Vor wenigen Wochen hat die University of British Columbia eine Studie veröffentlicht, die zeigt, dass Kinder unbedingt alleine und unbeaufsichtigt spielen sollten. Sie sollten sich dabei sogar in Gefahr begeben, hin und wieder ein Risiko eingehen - denn das ist nicht nur für ihre körperliche Gesundheit wichtig, sondern auch für die Entwicklung von Kreativität, Belastbarkeit und sozialen Fähigkeiten.

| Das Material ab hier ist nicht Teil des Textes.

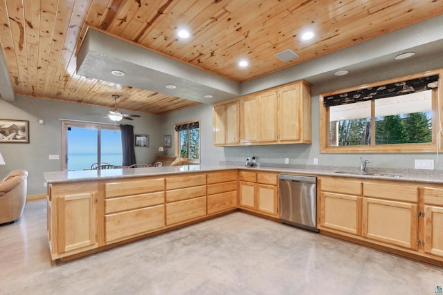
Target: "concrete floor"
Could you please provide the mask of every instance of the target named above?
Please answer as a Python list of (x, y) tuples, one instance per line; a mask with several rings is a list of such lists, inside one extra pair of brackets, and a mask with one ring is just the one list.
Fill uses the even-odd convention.
[(0, 294), (435, 294), (443, 269), (236, 212), (56, 265), (46, 200), (0, 227)]

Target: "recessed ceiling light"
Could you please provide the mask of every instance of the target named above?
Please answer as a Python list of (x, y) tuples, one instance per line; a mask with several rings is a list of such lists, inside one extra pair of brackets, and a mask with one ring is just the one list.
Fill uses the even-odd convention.
[(415, 54), (415, 53), (401, 53), (401, 55), (398, 55), (397, 56), (395, 57), (395, 59), (407, 59), (408, 57), (412, 57), (413, 55), (414, 55)]
[(186, 30), (180, 30), (177, 33), (180, 38), (186, 39), (189, 38), (190, 34)]
[(239, 66), (241, 66), (242, 68), (244, 68), (246, 66), (248, 66), (248, 64), (249, 64), (249, 63), (248, 61), (246, 61), (246, 60), (242, 60), (238, 63), (238, 65)]
[(335, 75), (336, 76), (344, 76), (345, 75), (347, 74), (349, 74), (349, 70), (342, 70), (335, 72), (334, 75)]
[(118, 77), (122, 77), (122, 76), (125, 75), (125, 73), (122, 72), (121, 70), (111, 70), (111, 73), (112, 75), (114, 75), (114, 76), (118, 76)]
[(311, 31), (306, 32), (303, 35), (302, 35), (302, 39), (303, 40), (309, 40), (309, 39), (312, 39), (314, 37), (314, 33)]

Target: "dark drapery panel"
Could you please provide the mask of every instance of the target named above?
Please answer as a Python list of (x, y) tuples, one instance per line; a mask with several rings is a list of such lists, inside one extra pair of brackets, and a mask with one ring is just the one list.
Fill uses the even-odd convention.
[(199, 128), (199, 124), (198, 122), (193, 122), (192, 123), (177, 125), (175, 126), (175, 131), (181, 131), (183, 130), (197, 129), (197, 128)]
[(120, 125), (122, 135), (122, 152), (123, 153), (123, 166), (136, 164), (136, 152), (134, 149), (134, 126)]
[(438, 75), (423, 77), (411, 80), (381, 85), (378, 87), (359, 89), (355, 91), (338, 93), (325, 97), (325, 106), (338, 106), (365, 100), (373, 100), (379, 98), (402, 95), (433, 89), (437, 86)]

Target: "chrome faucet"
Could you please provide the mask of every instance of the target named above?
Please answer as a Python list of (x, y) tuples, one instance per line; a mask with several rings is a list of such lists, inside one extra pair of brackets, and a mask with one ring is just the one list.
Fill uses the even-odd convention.
[(370, 162), (369, 162), (369, 159), (366, 159), (365, 160), (363, 160), (363, 158), (360, 157), (360, 173), (364, 173), (366, 170), (366, 164), (368, 163), (370, 163)]

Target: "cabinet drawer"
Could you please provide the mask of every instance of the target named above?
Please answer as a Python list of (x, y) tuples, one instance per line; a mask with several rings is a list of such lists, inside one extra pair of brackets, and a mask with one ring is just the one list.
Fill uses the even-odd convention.
[(163, 178), (108, 182), (105, 184), (105, 198), (122, 197), (164, 190)]
[(207, 183), (226, 182), (228, 181), (237, 180), (237, 171), (217, 172), (209, 173), (207, 176)]
[(202, 197), (204, 196), (206, 196), (206, 185), (166, 191), (166, 202), (192, 199), (192, 198)]
[(425, 187), (423, 189), (424, 204), (443, 206), (443, 189)]
[(237, 191), (208, 196), (208, 214), (221, 212), (237, 207)]
[(105, 216), (106, 242), (141, 235), (165, 226), (165, 205)]
[(208, 184), (208, 195), (214, 195), (215, 193), (224, 193), (226, 191), (236, 191), (237, 181), (231, 181), (229, 182), (215, 183), (214, 184)]
[(259, 172), (257, 173), (257, 182), (264, 184), (277, 185), (278, 173)]
[(361, 182), (338, 178), (321, 178), (322, 191), (361, 196)]
[(105, 213), (133, 210), (165, 202), (165, 193), (143, 193), (126, 197), (113, 198), (105, 200)]
[(206, 184), (206, 175), (183, 175), (183, 177), (166, 178), (166, 189), (177, 189), (183, 187), (197, 187)]
[(418, 187), (414, 185), (399, 183), (363, 182), (363, 193), (365, 197), (418, 202)]
[(166, 204), (166, 225), (203, 217), (206, 215), (206, 197)]
[(257, 182), (257, 173), (255, 172), (243, 171), (239, 172), (240, 180), (248, 182)]

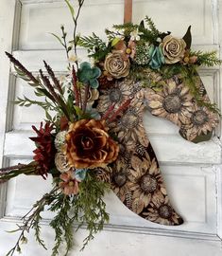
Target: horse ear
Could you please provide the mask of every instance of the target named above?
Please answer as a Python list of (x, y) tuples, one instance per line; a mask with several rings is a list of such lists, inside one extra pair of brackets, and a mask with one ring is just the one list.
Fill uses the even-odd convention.
[(144, 22), (144, 20), (141, 21), (139, 27), (145, 28), (145, 22)]
[(191, 36), (191, 26), (187, 28), (185, 35), (182, 38), (186, 43), (186, 48), (189, 49), (191, 47), (192, 36)]

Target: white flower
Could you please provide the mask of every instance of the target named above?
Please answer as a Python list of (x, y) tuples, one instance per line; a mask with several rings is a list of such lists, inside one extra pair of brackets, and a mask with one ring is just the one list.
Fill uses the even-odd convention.
[(135, 29), (133, 31), (130, 32), (130, 40), (131, 41), (140, 41), (141, 39), (141, 35), (143, 35), (142, 32), (139, 32), (138, 29)]
[(162, 39), (160, 37), (157, 38), (158, 43), (162, 43)]
[(73, 64), (73, 63), (80, 63), (81, 60), (75, 54), (75, 53), (71, 53), (68, 59), (68, 62)]

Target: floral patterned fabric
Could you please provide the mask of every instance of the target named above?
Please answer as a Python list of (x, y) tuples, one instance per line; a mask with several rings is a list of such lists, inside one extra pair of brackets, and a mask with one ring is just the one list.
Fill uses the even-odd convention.
[[(126, 100), (132, 101), (124, 115), (109, 123), (120, 152), (111, 171), (99, 170), (99, 178), (110, 181), (120, 200), (141, 217), (177, 226), (183, 220), (170, 204), (158, 160), (144, 128), (144, 109), (147, 106), (152, 115), (179, 126), (180, 135), (188, 140), (211, 133), (218, 123), (218, 117), (198, 106), (179, 77), (163, 81), (160, 75), (147, 70), (147, 82), (150, 82), (163, 84), (163, 89), (156, 92), (145, 88), (142, 82), (125, 79), (100, 91), (97, 109), (101, 114), (111, 104), (118, 108)], [(199, 77), (197, 82), (206, 102), (209, 101)]]
[[(120, 145), (118, 158), (112, 164), (111, 172), (99, 170), (99, 178), (108, 181), (107, 174), (110, 174), (113, 192), (141, 217), (163, 225), (180, 225), (183, 220), (169, 202), (155, 153), (143, 125), (145, 104), (141, 83), (130, 80), (116, 82), (104, 91), (98, 109), (103, 112), (116, 99), (130, 97), (133, 99), (129, 108), (109, 124), (111, 134), (117, 137)], [(102, 175), (102, 173), (107, 174)]]
[(169, 79), (161, 91), (146, 89), (145, 98), (152, 115), (165, 118), (177, 124), (180, 128), (179, 134), (185, 139), (200, 142), (211, 138), (219, 119), (218, 114), (207, 107), (210, 100), (197, 74), (195, 79), (196, 86), (206, 106), (197, 104), (189, 87), (184, 85), (179, 76)]

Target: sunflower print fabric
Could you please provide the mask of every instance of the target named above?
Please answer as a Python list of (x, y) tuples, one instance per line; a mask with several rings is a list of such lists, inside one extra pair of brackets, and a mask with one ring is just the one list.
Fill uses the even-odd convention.
[[(120, 200), (139, 216), (158, 224), (180, 225), (183, 220), (169, 202), (158, 160), (143, 125), (145, 101), (141, 83), (130, 80), (116, 82), (100, 97), (98, 109), (102, 113), (117, 99), (128, 97), (132, 99), (128, 110), (109, 124), (111, 134), (120, 145), (118, 158), (111, 171), (99, 170), (99, 178), (110, 181)], [(108, 173), (110, 179), (105, 174)]]
[[(207, 105), (210, 99), (204, 85), (196, 74), (196, 85), (201, 100)], [(169, 79), (163, 89), (158, 92), (146, 89), (145, 98), (152, 115), (165, 118), (178, 125), (179, 134), (187, 140), (200, 142), (212, 137), (213, 130), (218, 125), (218, 115), (207, 106), (199, 106), (179, 76)]]

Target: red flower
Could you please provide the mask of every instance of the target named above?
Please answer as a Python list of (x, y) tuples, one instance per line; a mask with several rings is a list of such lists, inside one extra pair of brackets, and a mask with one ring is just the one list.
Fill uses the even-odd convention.
[(43, 128), (43, 122), (41, 122), (39, 130), (34, 125), (32, 125), (32, 129), (37, 133), (36, 137), (30, 137), (30, 139), (36, 143), (37, 147), (37, 149), (33, 151), (35, 154), (33, 159), (38, 163), (36, 173), (45, 179), (49, 170), (54, 165), (56, 154), (51, 135), (53, 127), (49, 122), (46, 122)]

Die Wissenschaftler konnten belegen, dass Kinder, die draußen spielen, toben, klettern und springen, in jeder Hinsicht gesünder sind als Kinder, die wohlbehütet in der Wohnung bleiben.

Kinder sollten die Chance bekommen, am eigenen Leib zu erfahren, was Gefahr bedeutet, wie man ein Risiko richtig einschätzt und wo die eigenen Grenzen liegen.

Aber wie sollen Kinder diese Erfahrung machen, wenn Mama oder Papa ständig neben der Rutsche stehen, jederzeit bereit, eine Hand auszustrecken, um den Sprößling vor einem blauen Fleck zu bewahren?

Und noch viel wichtiger: Wie sollen Kinder dahinter kommen, dass ein Sturz von der Wippe zwar wehtun kann, aber kein Weltuntergang ist? Wie sollen sie den Ehrgeiz entwickeln, so lange über die Wippe zu balancieren, bis sie nicht mehr herunterfallen? Wie sollen sie Spaß an Herausforderungen entwickeln? Wie sollen sie lernen, ihre eigenen Fähigkeiten einzuschätzen?

Indem ihr versucht, eure Kinder vor allem zu beschützen, das eine potentielle Gefahr darstellt, macht ihr ihnen Angst. Ihr übertragt eure eigene Angst auf eure Kinder.

Eine Umfrage des Instituts YouGov hat letztes Jahr gezeigt, dass zwei Drittel der befragten Eltern "große Bedenken" haben, ihre Kinder alleine draußen spielen zu lassen. 77 Prozent gaben an, dass ihre Kinder weniger Zeit in der Natur verbringen, als sie es selbst in ihrer Kindheit getan haben.

Versteht mich nicht falsch - ich kann verstehen, dass ihr Angst habt. Eure Kinder sind das Wichtigste in eurem Leben. Wenn sie bluten, blutet auch ihr ein bisschen. Wenn sie weinen würdet auch ihr am liebsten weinen.

Aber vielleicht solltet ihr einmal darüber nachdenken, was euren Kindern mehr schadet: Ein aufgeschlagenes Knie oder lebenslange Verunsicherung.